Dona María, Vinho Regional Alentejano 2004: Uno de dos tintos secos portugueses que nos trajera para probar  el genial João Roseira, de Quinta do Infantado. Este es un vino de sol, agradable por su rusticidad musculosa y barbuda, que la lleva rebién. Cuero y romero con una sutil nota fecal, fresa y ciruela fresca. Alguito distante de comino y piedra caliente. Entra sedoso en boca, con muy buena presencia de fruta roja pura, acentuada por hierbas secas y elementos térreos. Mantiene una admirable ligereza todo el camino, lo que lo deja a uno en choc cuando ve que la etiqueta pone “14.5% alcohol por volumen”. Uno de esos excepcionales vinos que se cargan mis prejuicios sobre la imposibilidad de llevar mucho alcohol con gracia.

Ramos Pinto, “Adriano”, Douro 2005: Mea culpa. Soy un prejuiciado terrible. Tenía a Ramos Pinto injustamente marginalizada como casa de oportos por culpa de cierto afiche de principios del siglo veinte  muy difundido por el mundo entero. No es la estética del afiche lo que motiva ese prejuicio  mío, sino que el jodido poster invariablemente aparece en toda venduta de horteraditas para adornar el hogar del “entusiasta del vino”. Ya saben, es el de la parejita vestida de gala, chocando copitas. Pues fíjense ustedes que sencillamente por ese afiche y un par de botellitas cuestionables de oporto LBV abiertas en Puerto Rico hace una pila de años tenía yo relegada al ghetto a esa respetable casa, cuyas prácticas viticulturales y enológicas, según las explicara João, serían de mi más absoluto agrado. Este Adriano es un tintito ligero, sencillo y limpio. Ciruela fresca, tierra y humo. Fresco y de mediana persistencia, con acidez refrescante.

Prager, Riesling Smaragd,  Weissenkirchen Steinriegl, Wachau 1989: Ya ven, en cuanto a colores ya la cosa iba tendiendo a la anarquía cuando apareció esto. Bella nariz de polen, pino, talco, cítricos, ginseng y piedras. En boca un toronjazo penetrante que deja reverberaciones florales y minerales por todos lados. Muy largo. Muy delicioso.

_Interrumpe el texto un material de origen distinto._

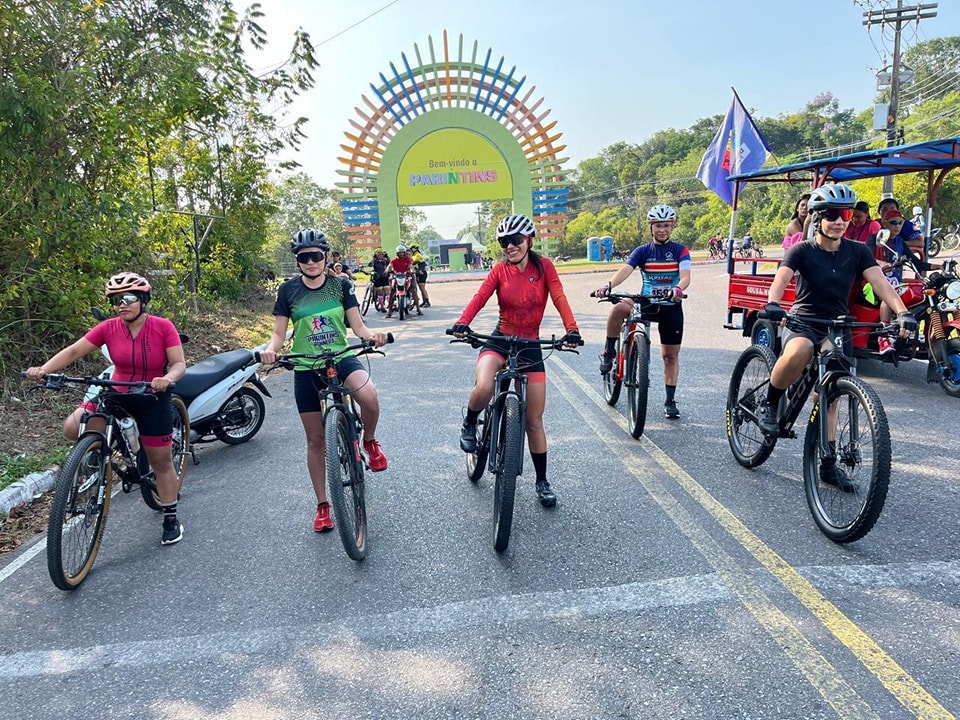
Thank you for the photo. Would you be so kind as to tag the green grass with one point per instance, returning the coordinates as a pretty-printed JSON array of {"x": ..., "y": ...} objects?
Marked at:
[{"x": 17, "y": 467}]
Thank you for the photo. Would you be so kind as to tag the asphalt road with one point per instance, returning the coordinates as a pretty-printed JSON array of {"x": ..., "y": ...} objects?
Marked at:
[{"x": 668, "y": 581}]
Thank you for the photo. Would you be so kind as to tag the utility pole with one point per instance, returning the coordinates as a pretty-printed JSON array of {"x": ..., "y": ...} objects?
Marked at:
[{"x": 898, "y": 18}]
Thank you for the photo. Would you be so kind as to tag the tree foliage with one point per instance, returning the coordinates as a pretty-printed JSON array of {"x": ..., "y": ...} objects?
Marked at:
[{"x": 95, "y": 95}]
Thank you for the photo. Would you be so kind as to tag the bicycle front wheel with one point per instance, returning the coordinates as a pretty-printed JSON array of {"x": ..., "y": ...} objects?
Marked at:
[
  {"x": 613, "y": 380},
  {"x": 78, "y": 516},
  {"x": 477, "y": 462},
  {"x": 748, "y": 390},
  {"x": 345, "y": 483},
  {"x": 847, "y": 503},
  {"x": 509, "y": 450},
  {"x": 638, "y": 383}
]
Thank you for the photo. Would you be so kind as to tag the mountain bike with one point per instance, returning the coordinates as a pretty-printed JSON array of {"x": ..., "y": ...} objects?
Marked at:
[
  {"x": 631, "y": 366},
  {"x": 81, "y": 499},
  {"x": 344, "y": 460},
  {"x": 844, "y": 510},
  {"x": 370, "y": 297},
  {"x": 501, "y": 426}
]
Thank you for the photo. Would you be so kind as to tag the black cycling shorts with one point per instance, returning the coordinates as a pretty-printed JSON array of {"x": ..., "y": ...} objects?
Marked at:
[
  {"x": 307, "y": 383},
  {"x": 669, "y": 319}
]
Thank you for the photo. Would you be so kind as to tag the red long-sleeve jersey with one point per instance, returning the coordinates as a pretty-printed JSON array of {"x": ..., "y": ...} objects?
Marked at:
[{"x": 522, "y": 297}]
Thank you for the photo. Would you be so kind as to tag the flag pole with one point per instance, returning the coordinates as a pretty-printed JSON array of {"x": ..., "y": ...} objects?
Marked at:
[{"x": 736, "y": 95}]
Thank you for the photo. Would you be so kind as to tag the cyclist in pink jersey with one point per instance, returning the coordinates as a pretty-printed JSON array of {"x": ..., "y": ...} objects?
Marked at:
[
  {"x": 522, "y": 281},
  {"x": 142, "y": 347}
]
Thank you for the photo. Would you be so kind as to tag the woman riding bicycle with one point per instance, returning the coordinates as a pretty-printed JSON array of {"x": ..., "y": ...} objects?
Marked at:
[
  {"x": 322, "y": 306},
  {"x": 665, "y": 266},
  {"x": 522, "y": 282},
  {"x": 826, "y": 269},
  {"x": 143, "y": 348}
]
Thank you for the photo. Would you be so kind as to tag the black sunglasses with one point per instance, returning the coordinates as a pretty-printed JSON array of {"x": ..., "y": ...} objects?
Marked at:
[
  {"x": 845, "y": 214},
  {"x": 511, "y": 240},
  {"x": 311, "y": 256}
]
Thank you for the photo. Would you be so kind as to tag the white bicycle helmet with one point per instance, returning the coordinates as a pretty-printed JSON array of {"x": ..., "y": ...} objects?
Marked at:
[
  {"x": 832, "y": 196},
  {"x": 661, "y": 213},
  {"x": 516, "y": 225}
]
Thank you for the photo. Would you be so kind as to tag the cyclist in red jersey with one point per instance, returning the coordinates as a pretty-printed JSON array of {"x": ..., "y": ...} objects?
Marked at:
[
  {"x": 522, "y": 281},
  {"x": 142, "y": 347}
]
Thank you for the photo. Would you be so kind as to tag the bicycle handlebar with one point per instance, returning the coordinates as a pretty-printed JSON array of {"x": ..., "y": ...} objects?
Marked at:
[
  {"x": 636, "y": 297},
  {"x": 477, "y": 339},
  {"x": 365, "y": 347},
  {"x": 56, "y": 381}
]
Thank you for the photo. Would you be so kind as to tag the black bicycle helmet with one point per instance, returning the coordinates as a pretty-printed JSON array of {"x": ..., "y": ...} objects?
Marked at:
[
  {"x": 832, "y": 196},
  {"x": 309, "y": 238}
]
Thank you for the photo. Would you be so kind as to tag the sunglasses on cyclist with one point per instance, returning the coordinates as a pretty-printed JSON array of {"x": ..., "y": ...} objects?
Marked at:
[
  {"x": 511, "y": 240},
  {"x": 845, "y": 214},
  {"x": 311, "y": 256}
]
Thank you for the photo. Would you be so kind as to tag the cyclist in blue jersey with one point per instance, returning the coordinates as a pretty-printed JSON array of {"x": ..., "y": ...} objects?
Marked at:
[{"x": 665, "y": 267}]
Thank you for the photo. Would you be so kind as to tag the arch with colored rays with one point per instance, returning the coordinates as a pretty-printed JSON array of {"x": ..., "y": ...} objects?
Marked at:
[{"x": 450, "y": 130}]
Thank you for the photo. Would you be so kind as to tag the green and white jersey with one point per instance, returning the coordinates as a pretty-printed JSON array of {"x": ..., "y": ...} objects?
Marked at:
[{"x": 319, "y": 316}]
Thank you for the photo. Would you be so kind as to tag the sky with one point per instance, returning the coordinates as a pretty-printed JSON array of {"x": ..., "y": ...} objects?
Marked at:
[{"x": 610, "y": 70}]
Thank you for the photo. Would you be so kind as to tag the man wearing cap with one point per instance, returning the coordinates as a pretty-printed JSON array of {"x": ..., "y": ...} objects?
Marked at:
[
  {"x": 910, "y": 234},
  {"x": 862, "y": 227}
]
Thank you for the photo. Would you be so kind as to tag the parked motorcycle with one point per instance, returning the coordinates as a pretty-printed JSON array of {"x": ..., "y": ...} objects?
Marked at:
[
  {"x": 934, "y": 300},
  {"x": 220, "y": 393}
]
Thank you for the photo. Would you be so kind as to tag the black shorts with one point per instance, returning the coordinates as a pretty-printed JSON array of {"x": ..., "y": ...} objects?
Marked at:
[
  {"x": 529, "y": 359},
  {"x": 814, "y": 332},
  {"x": 152, "y": 411},
  {"x": 669, "y": 319},
  {"x": 307, "y": 383}
]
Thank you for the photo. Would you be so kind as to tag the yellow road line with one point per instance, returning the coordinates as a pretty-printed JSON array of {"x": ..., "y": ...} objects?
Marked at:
[{"x": 818, "y": 670}]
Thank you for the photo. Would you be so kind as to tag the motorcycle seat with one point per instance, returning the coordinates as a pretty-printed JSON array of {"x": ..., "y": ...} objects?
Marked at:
[{"x": 209, "y": 371}]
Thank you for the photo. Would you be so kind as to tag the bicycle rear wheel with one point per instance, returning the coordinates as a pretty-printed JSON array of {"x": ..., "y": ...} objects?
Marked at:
[
  {"x": 345, "y": 483},
  {"x": 477, "y": 462},
  {"x": 748, "y": 389},
  {"x": 613, "y": 381},
  {"x": 638, "y": 383},
  {"x": 81, "y": 502},
  {"x": 179, "y": 449},
  {"x": 847, "y": 510},
  {"x": 509, "y": 450}
]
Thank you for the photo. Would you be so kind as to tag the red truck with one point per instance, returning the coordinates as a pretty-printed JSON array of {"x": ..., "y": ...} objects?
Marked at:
[{"x": 750, "y": 280}]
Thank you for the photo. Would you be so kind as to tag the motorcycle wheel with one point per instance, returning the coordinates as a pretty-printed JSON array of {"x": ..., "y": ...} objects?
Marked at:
[
  {"x": 948, "y": 385},
  {"x": 253, "y": 408}
]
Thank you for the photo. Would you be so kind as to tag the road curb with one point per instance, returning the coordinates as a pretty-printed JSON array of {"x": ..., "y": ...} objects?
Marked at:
[{"x": 25, "y": 490}]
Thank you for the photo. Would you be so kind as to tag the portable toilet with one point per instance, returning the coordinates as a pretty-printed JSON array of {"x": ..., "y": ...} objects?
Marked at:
[
  {"x": 607, "y": 243},
  {"x": 593, "y": 249}
]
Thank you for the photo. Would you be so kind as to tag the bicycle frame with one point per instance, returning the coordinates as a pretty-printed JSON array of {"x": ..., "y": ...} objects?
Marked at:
[
  {"x": 829, "y": 362},
  {"x": 502, "y": 381}
]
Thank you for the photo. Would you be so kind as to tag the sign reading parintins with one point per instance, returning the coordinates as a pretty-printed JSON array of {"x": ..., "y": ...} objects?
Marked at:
[{"x": 453, "y": 165}]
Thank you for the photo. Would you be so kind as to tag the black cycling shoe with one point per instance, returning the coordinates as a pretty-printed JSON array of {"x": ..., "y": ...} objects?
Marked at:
[
  {"x": 832, "y": 474},
  {"x": 547, "y": 498},
  {"x": 468, "y": 437},
  {"x": 606, "y": 363},
  {"x": 767, "y": 420}
]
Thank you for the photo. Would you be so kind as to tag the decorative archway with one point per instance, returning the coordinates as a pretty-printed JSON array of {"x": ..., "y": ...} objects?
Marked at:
[{"x": 448, "y": 131}]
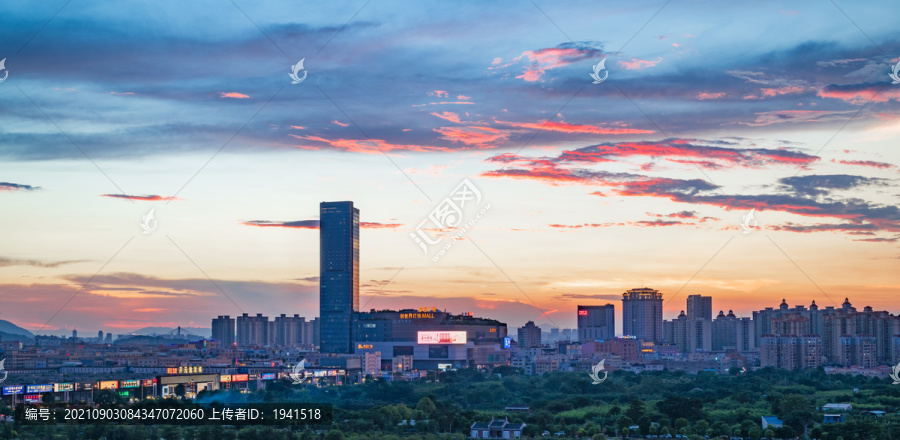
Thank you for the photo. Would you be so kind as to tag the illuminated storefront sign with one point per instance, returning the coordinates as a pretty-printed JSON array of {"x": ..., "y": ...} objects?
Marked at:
[
  {"x": 191, "y": 369},
  {"x": 14, "y": 389},
  {"x": 442, "y": 337},
  {"x": 44, "y": 388},
  {"x": 60, "y": 387},
  {"x": 419, "y": 315}
]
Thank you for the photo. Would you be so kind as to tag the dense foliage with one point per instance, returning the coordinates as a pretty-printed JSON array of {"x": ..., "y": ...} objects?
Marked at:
[{"x": 445, "y": 406}]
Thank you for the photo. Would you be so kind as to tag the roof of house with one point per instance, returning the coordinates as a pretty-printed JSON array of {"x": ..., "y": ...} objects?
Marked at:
[{"x": 498, "y": 423}]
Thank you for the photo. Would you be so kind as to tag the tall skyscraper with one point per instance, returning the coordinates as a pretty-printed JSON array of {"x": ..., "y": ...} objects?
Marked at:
[
  {"x": 529, "y": 335},
  {"x": 338, "y": 275},
  {"x": 223, "y": 330},
  {"x": 596, "y": 323},
  {"x": 699, "y": 307},
  {"x": 642, "y": 314}
]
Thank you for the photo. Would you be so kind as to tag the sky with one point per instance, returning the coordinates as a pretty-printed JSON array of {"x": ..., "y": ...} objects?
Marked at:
[{"x": 743, "y": 151}]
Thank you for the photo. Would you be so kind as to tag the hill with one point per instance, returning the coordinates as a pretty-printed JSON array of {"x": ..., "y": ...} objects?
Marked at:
[{"x": 10, "y": 331}]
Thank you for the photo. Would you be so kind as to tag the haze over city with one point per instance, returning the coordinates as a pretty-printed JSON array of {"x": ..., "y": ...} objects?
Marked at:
[{"x": 642, "y": 180}]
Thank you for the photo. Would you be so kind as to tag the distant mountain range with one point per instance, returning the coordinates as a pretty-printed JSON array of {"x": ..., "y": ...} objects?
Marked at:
[{"x": 11, "y": 332}]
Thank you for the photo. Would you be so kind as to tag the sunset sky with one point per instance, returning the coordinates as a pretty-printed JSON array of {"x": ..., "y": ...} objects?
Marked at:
[{"x": 709, "y": 110}]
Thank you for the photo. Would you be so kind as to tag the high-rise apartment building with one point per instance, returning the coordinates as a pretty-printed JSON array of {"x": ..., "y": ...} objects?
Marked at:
[
  {"x": 642, "y": 314},
  {"x": 596, "y": 323},
  {"x": 338, "y": 275},
  {"x": 289, "y": 330},
  {"x": 699, "y": 307},
  {"x": 252, "y": 330},
  {"x": 223, "y": 330},
  {"x": 529, "y": 335},
  {"x": 692, "y": 335}
]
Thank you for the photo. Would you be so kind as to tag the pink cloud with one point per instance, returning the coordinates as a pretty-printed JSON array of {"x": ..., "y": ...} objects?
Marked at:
[
  {"x": 481, "y": 137},
  {"x": 785, "y": 116},
  {"x": 573, "y": 128},
  {"x": 704, "y": 95},
  {"x": 545, "y": 59},
  {"x": 450, "y": 116},
  {"x": 374, "y": 146},
  {"x": 233, "y": 95},
  {"x": 150, "y": 198},
  {"x": 638, "y": 64},
  {"x": 865, "y": 163},
  {"x": 860, "y": 94},
  {"x": 786, "y": 90}
]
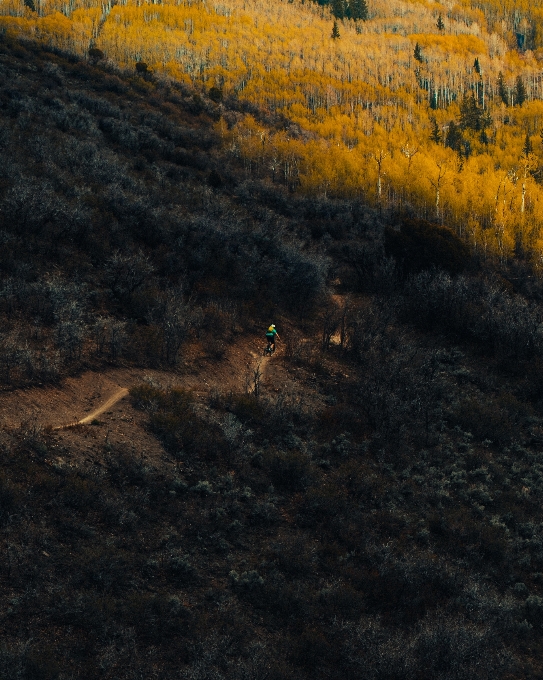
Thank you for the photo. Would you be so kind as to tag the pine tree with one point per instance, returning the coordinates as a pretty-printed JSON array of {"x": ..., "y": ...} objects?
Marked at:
[
  {"x": 435, "y": 135},
  {"x": 338, "y": 9},
  {"x": 358, "y": 10},
  {"x": 528, "y": 148},
  {"x": 502, "y": 90},
  {"x": 520, "y": 92},
  {"x": 454, "y": 139},
  {"x": 470, "y": 114}
]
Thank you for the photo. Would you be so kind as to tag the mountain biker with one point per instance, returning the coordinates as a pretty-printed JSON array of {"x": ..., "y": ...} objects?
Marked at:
[{"x": 271, "y": 335}]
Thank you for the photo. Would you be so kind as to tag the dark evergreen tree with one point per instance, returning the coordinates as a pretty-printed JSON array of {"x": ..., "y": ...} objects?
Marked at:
[
  {"x": 520, "y": 92},
  {"x": 470, "y": 114},
  {"x": 358, "y": 10},
  {"x": 502, "y": 90},
  {"x": 528, "y": 148},
  {"x": 338, "y": 9},
  {"x": 454, "y": 139},
  {"x": 435, "y": 135}
]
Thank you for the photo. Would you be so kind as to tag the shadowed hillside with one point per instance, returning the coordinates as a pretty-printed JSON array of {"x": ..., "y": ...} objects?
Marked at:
[{"x": 369, "y": 508}]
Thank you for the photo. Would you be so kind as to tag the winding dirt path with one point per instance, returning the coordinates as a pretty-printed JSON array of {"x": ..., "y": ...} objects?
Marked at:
[{"x": 120, "y": 394}]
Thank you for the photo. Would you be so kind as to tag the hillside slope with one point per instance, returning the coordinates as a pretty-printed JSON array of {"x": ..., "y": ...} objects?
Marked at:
[
  {"x": 440, "y": 119},
  {"x": 370, "y": 508}
]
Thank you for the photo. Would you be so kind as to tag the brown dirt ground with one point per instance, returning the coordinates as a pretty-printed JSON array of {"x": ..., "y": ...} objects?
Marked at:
[{"x": 81, "y": 396}]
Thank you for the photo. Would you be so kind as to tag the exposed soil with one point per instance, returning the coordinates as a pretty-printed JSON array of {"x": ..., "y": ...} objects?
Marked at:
[{"x": 89, "y": 410}]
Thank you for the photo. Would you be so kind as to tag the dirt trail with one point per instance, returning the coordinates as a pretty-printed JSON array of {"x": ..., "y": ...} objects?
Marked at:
[
  {"x": 123, "y": 392},
  {"x": 81, "y": 400}
]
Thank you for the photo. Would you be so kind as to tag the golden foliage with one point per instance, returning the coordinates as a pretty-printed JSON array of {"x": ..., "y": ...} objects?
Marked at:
[{"x": 361, "y": 104}]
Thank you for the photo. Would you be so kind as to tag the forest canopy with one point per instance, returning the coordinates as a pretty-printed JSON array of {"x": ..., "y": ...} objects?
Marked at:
[{"x": 377, "y": 112}]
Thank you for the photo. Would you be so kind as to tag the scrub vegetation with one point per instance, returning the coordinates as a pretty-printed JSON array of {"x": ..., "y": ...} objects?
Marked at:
[{"x": 383, "y": 521}]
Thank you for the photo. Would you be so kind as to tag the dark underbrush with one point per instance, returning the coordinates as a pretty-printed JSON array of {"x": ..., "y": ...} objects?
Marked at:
[{"x": 377, "y": 518}]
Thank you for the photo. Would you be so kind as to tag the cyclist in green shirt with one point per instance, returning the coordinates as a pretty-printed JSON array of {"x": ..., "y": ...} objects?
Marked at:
[{"x": 271, "y": 335}]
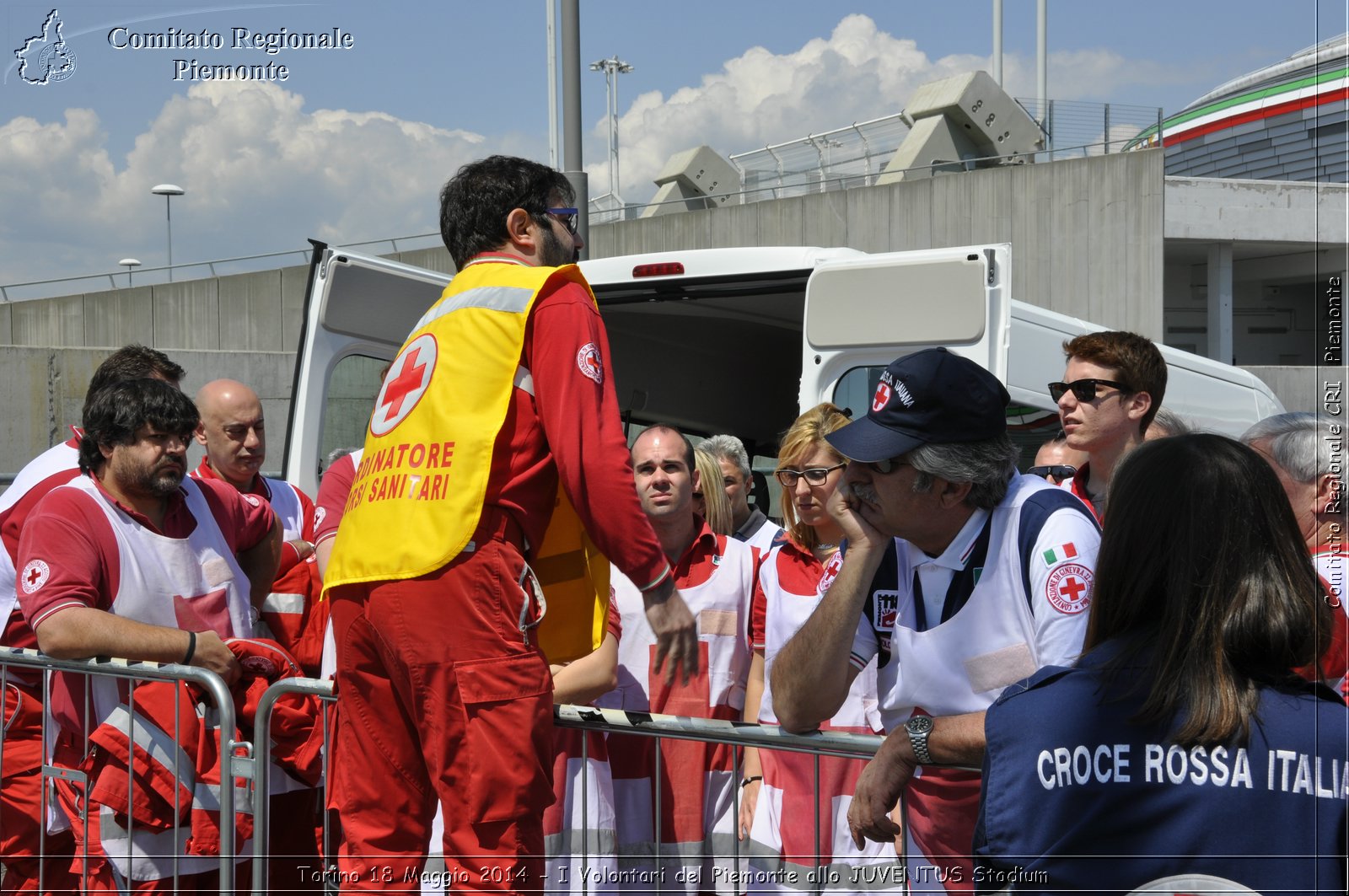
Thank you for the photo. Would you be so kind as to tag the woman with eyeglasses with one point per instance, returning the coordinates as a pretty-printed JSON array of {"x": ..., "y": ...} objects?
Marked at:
[
  {"x": 1180, "y": 754},
  {"x": 710, "y": 500},
  {"x": 777, "y": 808}
]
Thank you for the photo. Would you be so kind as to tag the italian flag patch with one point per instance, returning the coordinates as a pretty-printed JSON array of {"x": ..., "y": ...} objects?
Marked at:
[{"x": 1059, "y": 555}]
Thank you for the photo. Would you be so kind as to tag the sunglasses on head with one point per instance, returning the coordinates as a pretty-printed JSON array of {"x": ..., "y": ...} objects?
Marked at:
[
  {"x": 567, "y": 216},
  {"x": 814, "y": 476},
  {"x": 1083, "y": 389},
  {"x": 1056, "y": 471}
]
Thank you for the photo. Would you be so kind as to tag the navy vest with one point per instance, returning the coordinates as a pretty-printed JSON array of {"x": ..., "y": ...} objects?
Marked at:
[{"x": 1076, "y": 797}]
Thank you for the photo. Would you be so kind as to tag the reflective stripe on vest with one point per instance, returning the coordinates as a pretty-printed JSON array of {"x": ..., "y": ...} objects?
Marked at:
[{"x": 418, "y": 490}]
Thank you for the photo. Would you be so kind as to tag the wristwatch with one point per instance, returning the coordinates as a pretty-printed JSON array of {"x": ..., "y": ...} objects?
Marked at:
[{"x": 919, "y": 727}]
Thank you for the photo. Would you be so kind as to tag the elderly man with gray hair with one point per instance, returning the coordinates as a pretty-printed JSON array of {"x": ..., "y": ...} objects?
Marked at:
[
  {"x": 1308, "y": 456},
  {"x": 752, "y": 527},
  {"x": 959, "y": 577}
]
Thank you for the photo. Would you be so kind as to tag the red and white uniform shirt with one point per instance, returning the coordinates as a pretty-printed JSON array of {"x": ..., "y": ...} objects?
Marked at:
[
  {"x": 53, "y": 467},
  {"x": 1007, "y": 597},
  {"x": 698, "y": 788},
  {"x": 567, "y": 824},
  {"x": 334, "y": 490},
  {"x": 81, "y": 548},
  {"x": 1333, "y": 567},
  {"x": 784, "y": 833},
  {"x": 1077, "y": 483}
]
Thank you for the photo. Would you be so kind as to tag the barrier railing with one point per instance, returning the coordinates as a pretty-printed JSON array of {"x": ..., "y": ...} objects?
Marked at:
[
  {"x": 134, "y": 673},
  {"x": 250, "y": 757}
]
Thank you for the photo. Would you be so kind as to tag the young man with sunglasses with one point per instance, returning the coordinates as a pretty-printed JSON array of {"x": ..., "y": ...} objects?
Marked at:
[
  {"x": 498, "y": 408},
  {"x": 1110, "y": 392},
  {"x": 959, "y": 577}
]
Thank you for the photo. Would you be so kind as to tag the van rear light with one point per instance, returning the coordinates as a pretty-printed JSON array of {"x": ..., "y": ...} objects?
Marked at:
[{"x": 664, "y": 269}]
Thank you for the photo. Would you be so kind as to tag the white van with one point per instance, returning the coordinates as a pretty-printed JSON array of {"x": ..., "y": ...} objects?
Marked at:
[{"x": 741, "y": 341}]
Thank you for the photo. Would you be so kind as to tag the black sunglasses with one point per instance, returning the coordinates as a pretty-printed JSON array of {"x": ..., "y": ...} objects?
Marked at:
[
  {"x": 1083, "y": 389},
  {"x": 1056, "y": 471},
  {"x": 568, "y": 216},
  {"x": 887, "y": 466},
  {"x": 814, "y": 476}
]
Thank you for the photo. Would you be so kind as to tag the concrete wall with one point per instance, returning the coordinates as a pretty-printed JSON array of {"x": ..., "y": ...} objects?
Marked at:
[
  {"x": 1263, "y": 211},
  {"x": 44, "y": 389},
  {"x": 1302, "y": 388}
]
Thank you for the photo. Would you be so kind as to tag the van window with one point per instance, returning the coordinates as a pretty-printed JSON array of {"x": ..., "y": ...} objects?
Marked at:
[
  {"x": 350, "y": 397},
  {"x": 1029, "y": 427}
]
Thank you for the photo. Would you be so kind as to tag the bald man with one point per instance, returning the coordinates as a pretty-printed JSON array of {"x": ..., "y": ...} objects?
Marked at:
[{"x": 233, "y": 433}]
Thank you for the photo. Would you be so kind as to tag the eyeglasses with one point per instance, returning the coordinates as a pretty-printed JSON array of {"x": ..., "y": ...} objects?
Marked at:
[
  {"x": 884, "y": 467},
  {"x": 1054, "y": 471},
  {"x": 567, "y": 216},
  {"x": 814, "y": 476},
  {"x": 1083, "y": 389}
]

Monasterio de Corias, Tinto Joven Selección “Seis Octavos”, Vino de la Tierra de Cangas 2008: Esto es mencía y albarín negro (la contraetiqueta pone que es “mencía, verdejo negro y carresquén, un error que nos ha corregido Juan Redondo, de la bodega) y asturiano como mi abuelo. Además, es un recordatorio tremendo de lo mucho que extraño a Nueva York, ciudad donde si lo quieres, lo encuentras… Aparentemente el importador de este vino es José Pastor, a quien acababa de conocer la tarde anterior y cuyo acercamiento a la selección de elaboradores que representar he celebrado en este espacio. Interesante aroma, no por las notas de base, que son de fresa, cereza y arándano, sino por los matices que emergen con el escrutinio. La fruta tiene por un lado una dulce jugosidad veraniega de sandía, por otro una nota salina que me recuerda ostras, además de un je ne sais quoi de lluvia y campo mojado que luego pasa a hacerse sotobosque. Bueno, y su toquecito de establo que seguramente lo convertirá en motivo de gran curiosidad para mi amigo Patricio Tapia (que no se diga que dejo de tener en mente tus idiosincrasias, compañero). Sabroso y fresco tinto que, aparte de todo lo que me deja pensando sobre el dudoso juicio que exhibí abandonando esta prodigiosa ciudad, me reconfirma que si uno quiere encontrar cosas interesantes a nivel de vino español hay que mirar hacia el Atlántico.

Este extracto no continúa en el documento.